The case for a $20-30b current TSLA valuation
So, everyone is groaning about the TSLA's valuation being too high. Honestly, I can't blame them. At this point it escapes any kind of reasonable fundamental analysis. That doesn't mean it can't go higher, of course it can. We just can't make the numbers work out to justify the stock price. Even looking pretty far forward into the future and allowing for really good margins the math just doesn't work.
Actually I think a case for a current valuation of $20-30b for TSLA can be made without looking 5+ years out.
Let's take 2015 and let's project 40k Model S and 20k Model X. I'd say those are decent projections considering Model S will likely sell 32-36k in 2014 IMO (demand is higher but production capacity is limited, but by 2015 production capacity should be greatly increased.).
Let's do an ASP (average selling price) of $90k per vehicle (I think this is reasonable because Model X will be slightly higher cost with 4x4 options).
2015 Revenue: $5.4 billion (this is not including any ZEV credits, etc)
Gross Margin: $1.62 billion (assuming 30% since the Elon Musk ceo incentive plan calls for 4 consecutive quarters of 30% gross margin and this needs to be reached prior to Gen III to have a realistic shot at it)
Net Profit: $810 million (assuming half of gross margin. Even if this number is lower than 1/2 gross margin because of large genIII capex expenses amortized, then that's fine because it will just raise the P/E investors will give because GenIII is imminent.)
So, in 2015, what kind of P/E multiple will investors give considering the company is growing very fast (probably $2b in 2013, $3.4b in 2014, $5.4b in 2015). I'd say investors will give at least a 50 P/E, and I think that's very conservative. With GenIII imminent I could see investors give a 100 P/E or more at that time. But let's take the more conservative 50 P/E for now.
2015 Market cap: $40.5 billion (50 P/E X $810m 2015 profit)
So now we need to apply a discount because we're purchasing TSLA stock today and there's some uncertainty in reaching those 2015 numbers and we need a decent investment return. So, let's apply a 40% discount (now this is arbitrary and really depends on how bullish you are on the stock). But I'll say 40% discount because Gen III is still looming in 2015 and provides a huge upside if successful.
Presently justified market cap: $24.3 billion ($40.5 billion 2015 market cap - 40% discount)
In terms of stock price, that's approximately $200/share (almost 120m outstanding x 200/share = $24 billion).
So, with TSLA at $155 right now, I think there could be a case that it's still undervalued (this is my current investment hypothesis, and the reason why I'm not selling anything right now).
Now, if Tesla reveals a Gen III prototype and the Gen III vehicle becomes increasingly more believable, I think it's likely that the P/E multiples that investors are willing to give for TSLA will increase, thus justifying an even higher stock price.

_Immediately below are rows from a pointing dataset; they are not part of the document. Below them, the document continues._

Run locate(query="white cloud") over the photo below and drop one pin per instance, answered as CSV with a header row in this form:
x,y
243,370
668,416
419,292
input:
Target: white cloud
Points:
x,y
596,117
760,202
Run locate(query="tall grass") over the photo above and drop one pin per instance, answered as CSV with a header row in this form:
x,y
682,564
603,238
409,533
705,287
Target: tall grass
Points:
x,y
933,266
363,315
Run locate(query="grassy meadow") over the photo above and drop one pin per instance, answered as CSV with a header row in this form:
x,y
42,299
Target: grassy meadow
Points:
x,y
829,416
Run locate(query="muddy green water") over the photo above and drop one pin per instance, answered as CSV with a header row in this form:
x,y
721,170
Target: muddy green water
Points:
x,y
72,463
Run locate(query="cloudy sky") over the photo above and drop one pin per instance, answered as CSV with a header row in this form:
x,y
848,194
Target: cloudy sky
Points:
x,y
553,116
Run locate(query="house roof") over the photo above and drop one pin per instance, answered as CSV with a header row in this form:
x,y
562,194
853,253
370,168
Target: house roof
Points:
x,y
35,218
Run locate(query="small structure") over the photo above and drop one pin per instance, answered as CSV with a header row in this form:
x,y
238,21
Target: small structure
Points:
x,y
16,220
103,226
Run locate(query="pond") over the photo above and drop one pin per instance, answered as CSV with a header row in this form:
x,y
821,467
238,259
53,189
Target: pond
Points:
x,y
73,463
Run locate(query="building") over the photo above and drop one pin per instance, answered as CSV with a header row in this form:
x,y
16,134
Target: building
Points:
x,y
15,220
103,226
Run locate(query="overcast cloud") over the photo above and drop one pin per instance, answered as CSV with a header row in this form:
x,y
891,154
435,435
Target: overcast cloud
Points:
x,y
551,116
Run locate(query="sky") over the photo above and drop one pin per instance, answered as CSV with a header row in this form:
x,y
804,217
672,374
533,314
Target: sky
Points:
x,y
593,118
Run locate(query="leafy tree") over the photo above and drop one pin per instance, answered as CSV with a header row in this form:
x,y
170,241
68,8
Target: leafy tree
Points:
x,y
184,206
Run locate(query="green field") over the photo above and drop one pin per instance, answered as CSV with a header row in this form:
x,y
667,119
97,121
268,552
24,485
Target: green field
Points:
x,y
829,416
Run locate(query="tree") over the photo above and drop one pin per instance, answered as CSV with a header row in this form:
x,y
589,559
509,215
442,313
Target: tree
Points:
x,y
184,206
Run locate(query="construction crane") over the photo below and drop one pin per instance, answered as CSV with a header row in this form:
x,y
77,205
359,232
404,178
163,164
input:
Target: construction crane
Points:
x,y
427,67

Side note: A lot of people are saying that you can't value TSLA because it's a speculative/momentum stock, but I tend to disagree. I think you need to make a solid case for valuation of any stock you own, or how else I'm not sure how else you know you're making a long-term good investment (other than if you're just going with the current momentum/swing in which case you need to exit before that changes).
Another side note: Just to clarify, I'm not saying the stock is going to jump to $200+ right away or that it's not going to go down from here. Short-term movements are extremely difficult to predict (even long-term ones are too). I also think people need to see either 25% gross margin or close to it (from autos, not ZEVs) to really start believing in the profit-making potential of the 2015 (and beyond) Tesla Motors.